Despertou a atenção do público português com o seu eclético disco de estreia, How Can We Be Joyful in a World Full of Knowledge?, em 2014. Desde então, os fãs de Bruno Pernadas ficam a salivar para descobrir qual será a próxima aventura musical em que músico os vai levar a passear. Agora, no seu quarto disco, Private Reasons, com influências que vão desde o rock espacial ao jazz, afrobeat ou à música clássica, entre outros mundos sonoros, Pernadas aproveitou para explorar estruturas mais pop e para dar uso à sua voz, apesar de revelar que ainda não será nos concertos de apresentação do álbum, dia 21 e 22 de maio, na Culturgest, em Lisboa, que os fãs o vão ouvir a cantar ao vivo.
Como foi a génese de Private Reasons, quando e como surgiu a ideia para criar este novo disco?
Já existia uma vontade há algum tempo, não existia era disponibilidade. Gostava de ter começado a fazer o disco em 2018, mas estava comprometido com outros trabalhos, encomendas para teatro e cinema, e não consegui avançar. Só comecei a trabalhar nele em setembro de 2019, mas depois não conseguimos ir para estúdio por causa do primeiro confinamento, e só deu para começarmos a trabalhar em junho. É por isso que o disco apenas é lançado agora e não no ano passado, como estava estipulado.
Sinto que um acontecimento importante neste disco foi a viagem ao Japão, onde a sua banda fez um concerto no festival de Frue, em 2018. Foi um momento que influenciou a criação deste disco?

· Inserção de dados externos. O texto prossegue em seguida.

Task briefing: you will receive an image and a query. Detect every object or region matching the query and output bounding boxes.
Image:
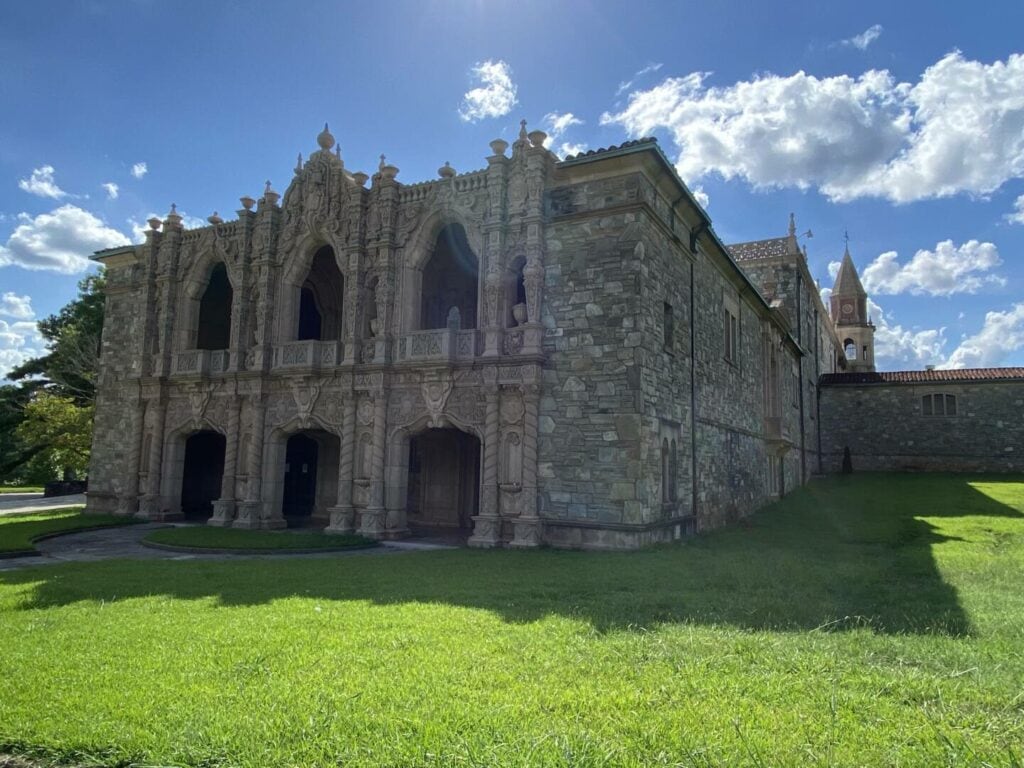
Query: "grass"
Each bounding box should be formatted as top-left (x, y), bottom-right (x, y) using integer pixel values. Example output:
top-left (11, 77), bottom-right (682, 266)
top-left (0, 514), bottom-right (138, 555)
top-left (143, 525), bottom-right (377, 552)
top-left (0, 474), bottom-right (1024, 768)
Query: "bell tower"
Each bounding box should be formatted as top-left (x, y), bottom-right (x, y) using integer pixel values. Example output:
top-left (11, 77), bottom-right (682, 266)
top-left (829, 237), bottom-right (874, 372)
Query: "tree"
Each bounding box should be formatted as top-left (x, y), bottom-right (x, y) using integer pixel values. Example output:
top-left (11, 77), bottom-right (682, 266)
top-left (0, 273), bottom-right (105, 479)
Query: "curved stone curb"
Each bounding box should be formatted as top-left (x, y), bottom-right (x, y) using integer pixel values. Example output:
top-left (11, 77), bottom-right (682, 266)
top-left (139, 539), bottom-right (380, 557)
top-left (0, 522), bottom-right (144, 560)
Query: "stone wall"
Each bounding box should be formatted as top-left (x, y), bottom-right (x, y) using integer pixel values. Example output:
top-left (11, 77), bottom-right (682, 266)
top-left (820, 381), bottom-right (1024, 472)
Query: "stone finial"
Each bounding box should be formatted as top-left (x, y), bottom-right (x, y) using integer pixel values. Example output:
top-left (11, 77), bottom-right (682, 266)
top-left (316, 123), bottom-right (334, 152)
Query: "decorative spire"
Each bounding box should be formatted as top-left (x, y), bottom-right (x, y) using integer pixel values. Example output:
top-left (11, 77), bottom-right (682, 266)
top-left (316, 123), bottom-right (334, 152)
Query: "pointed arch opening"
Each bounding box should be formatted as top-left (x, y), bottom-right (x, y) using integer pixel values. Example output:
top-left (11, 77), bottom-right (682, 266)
top-left (419, 224), bottom-right (479, 331)
top-left (295, 246), bottom-right (345, 341)
top-left (195, 262), bottom-right (234, 349)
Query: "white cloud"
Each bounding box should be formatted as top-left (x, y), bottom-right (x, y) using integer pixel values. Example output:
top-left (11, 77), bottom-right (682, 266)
top-left (0, 291), bottom-right (36, 319)
top-left (843, 24), bottom-right (882, 50)
top-left (1006, 195), bottom-right (1024, 224)
top-left (0, 315), bottom-right (45, 380)
top-left (942, 303), bottom-right (1024, 368)
top-left (459, 59), bottom-right (516, 123)
top-left (17, 165), bottom-right (68, 200)
top-left (601, 51), bottom-right (1024, 203)
top-left (861, 240), bottom-right (1006, 296)
top-left (0, 205), bottom-right (129, 274)
top-left (867, 299), bottom-right (946, 370)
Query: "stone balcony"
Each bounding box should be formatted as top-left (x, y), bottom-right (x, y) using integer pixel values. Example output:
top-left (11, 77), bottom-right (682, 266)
top-left (394, 328), bottom-right (480, 362)
top-left (271, 339), bottom-right (345, 371)
top-left (171, 349), bottom-right (231, 376)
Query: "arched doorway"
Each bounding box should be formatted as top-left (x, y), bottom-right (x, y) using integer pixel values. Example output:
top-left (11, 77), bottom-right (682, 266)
top-left (196, 263), bottom-right (233, 349)
top-left (406, 428), bottom-right (480, 534)
top-left (181, 430), bottom-right (226, 520)
top-left (279, 429), bottom-right (341, 527)
top-left (420, 224), bottom-right (479, 331)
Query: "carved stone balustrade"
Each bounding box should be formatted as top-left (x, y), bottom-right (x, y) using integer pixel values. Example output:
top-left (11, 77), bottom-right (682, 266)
top-left (171, 349), bottom-right (231, 376)
top-left (273, 339), bottom-right (345, 371)
top-left (395, 328), bottom-right (480, 362)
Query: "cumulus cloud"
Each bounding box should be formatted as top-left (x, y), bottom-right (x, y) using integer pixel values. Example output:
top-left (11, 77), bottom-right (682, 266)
top-left (601, 51), bottom-right (1024, 203)
top-left (942, 303), bottom-right (1024, 368)
top-left (17, 165), bottom-right (68, 200)
top-left (0, 291), bottom-right (36, 319)
top-left (459, 59), bottom-right (516, 123)
top-left (542, 112), bottom-right (587, 158)
top-left (0, 205), bottom-right (129, 274)
top-left (860, 240), bottom-right (1006, 296)
top-left (867, 299), bottom-right (946, 370)
top-left (842, 24), bottom-right (882, 50)
top-left (1006, 195), bottom-right (1024, 224)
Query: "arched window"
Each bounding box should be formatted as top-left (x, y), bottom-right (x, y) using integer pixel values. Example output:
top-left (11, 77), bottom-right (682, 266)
top-left (420, 224), bottom-right (479, 331)
top-left (296, 246), bottom-right (345, 341)
top-left (196, 263), bottom-right (233, 349)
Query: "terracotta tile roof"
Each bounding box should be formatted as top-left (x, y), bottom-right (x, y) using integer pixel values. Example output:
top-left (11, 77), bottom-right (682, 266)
top-left (726, 238), bottom-right (790, 261)
top-left (821, 368), bottom-right (1024, 386)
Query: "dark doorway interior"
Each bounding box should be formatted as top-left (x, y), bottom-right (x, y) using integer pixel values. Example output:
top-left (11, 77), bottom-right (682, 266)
top-left (406, 429), bottom-right (480, 530)
top-left (181, 431), bottom-right (225, 520)
top-left (281, 434), bottom-right (319, 527)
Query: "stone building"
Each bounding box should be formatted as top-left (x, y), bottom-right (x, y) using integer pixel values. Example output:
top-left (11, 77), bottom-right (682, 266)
top-left (88, 123), bottom-right (869, 548)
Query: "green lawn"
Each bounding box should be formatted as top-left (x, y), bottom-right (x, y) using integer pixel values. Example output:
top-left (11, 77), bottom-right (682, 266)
top-left (145, 525), bottom-right (377, 552)
top-left (0, 514), bottom-right (138, 555)
top-left (0, 474), bottom-right (1024, 768)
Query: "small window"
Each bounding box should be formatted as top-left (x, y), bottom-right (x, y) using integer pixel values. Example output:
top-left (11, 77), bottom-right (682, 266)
top-left (723, 307), bottom-right (739, 362)
top-left (662, 302), bottom-right (676, 352)
top-left (921, 394), bottom-right (956, 416)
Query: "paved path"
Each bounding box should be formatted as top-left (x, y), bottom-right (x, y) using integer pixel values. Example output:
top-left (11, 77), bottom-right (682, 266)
top-left (0, 494), bottom-right (85, 515)
top-left (0, 522), bottom-right (455, 571)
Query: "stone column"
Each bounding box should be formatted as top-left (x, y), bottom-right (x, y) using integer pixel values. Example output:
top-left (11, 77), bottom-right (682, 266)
top-left (511, 384), bottom-right (541, 547)
top-left (208, 399), bottom-right (242, 527)
top-left (359, 391), bottom-right (387, 539)
top-left (325, 392), bottom-right (355, 534)
top-left (138, 400), bottom-right (167, 520)
top-left (232, 397), bottom-right (266, 528)
top-left (468, 382), bottom-right (502, 548)
top-left (116, 399), bottom-right (145, 515)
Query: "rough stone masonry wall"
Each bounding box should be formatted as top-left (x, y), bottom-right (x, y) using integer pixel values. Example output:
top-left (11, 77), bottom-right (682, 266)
top-left (538, 177), bottom-right (646, 548)
top-left (694, 251), bottom-right (800, 529)
top-left (88, 257), bottom-right (144, 512)
top-left (821, 381), bottom-right (1024, 472)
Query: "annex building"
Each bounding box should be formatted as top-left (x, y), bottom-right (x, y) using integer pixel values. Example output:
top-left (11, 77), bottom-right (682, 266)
top-left (88, 123), bottom-right (1024, 549)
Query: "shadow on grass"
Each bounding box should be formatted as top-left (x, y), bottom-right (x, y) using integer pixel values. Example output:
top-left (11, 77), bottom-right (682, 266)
top-left (0, 474), bottom-right (1024, 635)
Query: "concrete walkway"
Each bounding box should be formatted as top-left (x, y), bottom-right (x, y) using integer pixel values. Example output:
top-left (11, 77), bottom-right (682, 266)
top-left (0, 494), bottom-right (85, 515)
top-left (0, 518), bottom-right (455, 571)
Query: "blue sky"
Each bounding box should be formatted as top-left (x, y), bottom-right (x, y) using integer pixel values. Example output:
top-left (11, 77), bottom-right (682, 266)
top-left (0, 0), bottom-right (1024, 376)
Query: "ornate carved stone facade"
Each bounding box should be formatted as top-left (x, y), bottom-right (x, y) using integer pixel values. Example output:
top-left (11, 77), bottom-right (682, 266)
top-left (88, 124), bottom-right (864, 548)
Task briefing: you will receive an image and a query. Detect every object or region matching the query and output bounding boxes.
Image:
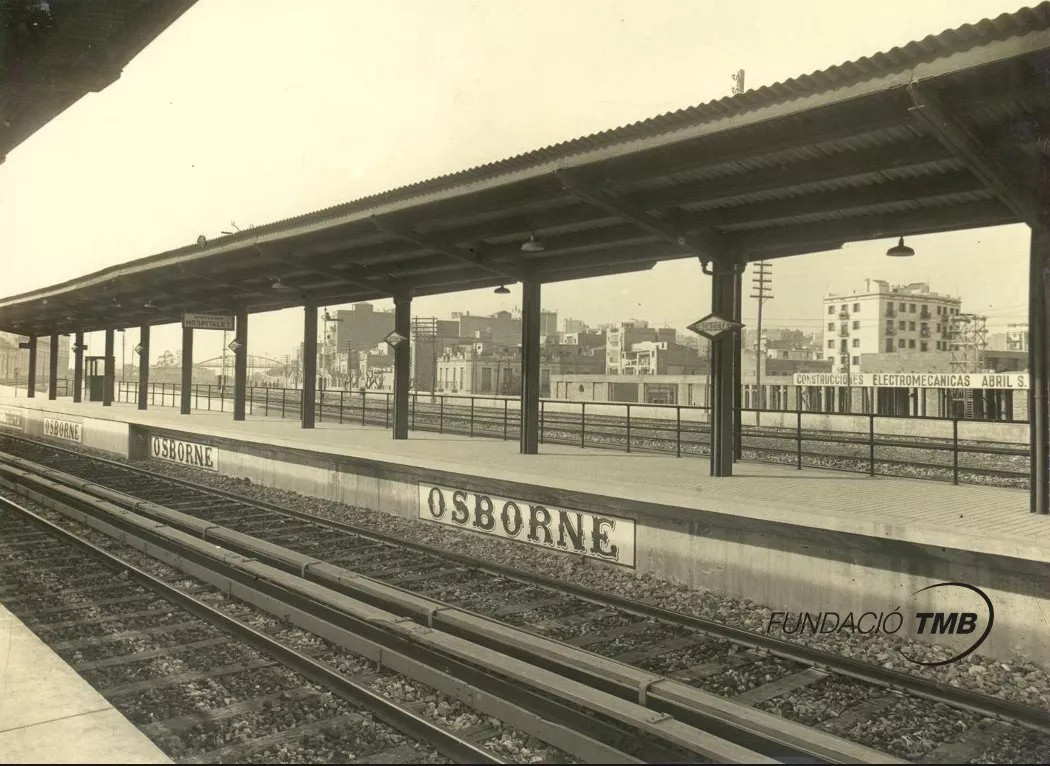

Para uma das músicas sim – a ‘Family Vows’. Foi escrita assim que voltámos. Para o disco, talvez de uma forma inconsciente, mas de uma forma direta não consigo dizer que sim. Ou seja, houve uma influência, mas não foi devido à cultura oriental, foi mais o facto de termos tido acesso a tanta música diferente, das as Américas e de vários países asiáticos, a que não temos tanto acesso em Portugal. Abriu o espectro musical, mas isso poderia ter acontecido noutra cidade. Uma coisa era ter sido influenciado diretamente pela música tradicional de Okinawa e este disco ter essa vertente, mas não é o caso.
Pensava que tinha tido um maior peso, assim como o trabalho que fez com a banda japonesa Kikagaku Moyo, na produção do seu disco Masana Temples.
Mesmo esse disco eu diria que não é muito oriental, com exceção de algumas melodias. Mas claro que inconscientemente trazemos connosco algumas memórias, nem que sejam apenas auditivas, da música que ouvimos lá.
Um dos traços que mais se destacam nos seus discos anteriores é o cruzamento de estilos musicais e a fluidez com que passava por exemplo do rock para o jazz, para o blues… mas em Private Reasons sinto que existe um carimbo mais presente em termos geográficos, algo que se nota também pelos convidados, por exemplo, com a colaboração da sul-coreana Minji Kim, e que lhe confere uma maior autenticidade.
Foi algo que aconteceu um bocado ao acaso. Convidei a Minji para cantar uma música, mas só depois é que decidimos em que língua é que queríamos cantar. Na altura até lhe perguntei: “Cantamos em inglês ou em coreano?”. E foi unânime, decidimos pelo coreano. A letra original para essa canção [‘Jory I’ e ‘Jory II’], foi originalmente, escrita em português.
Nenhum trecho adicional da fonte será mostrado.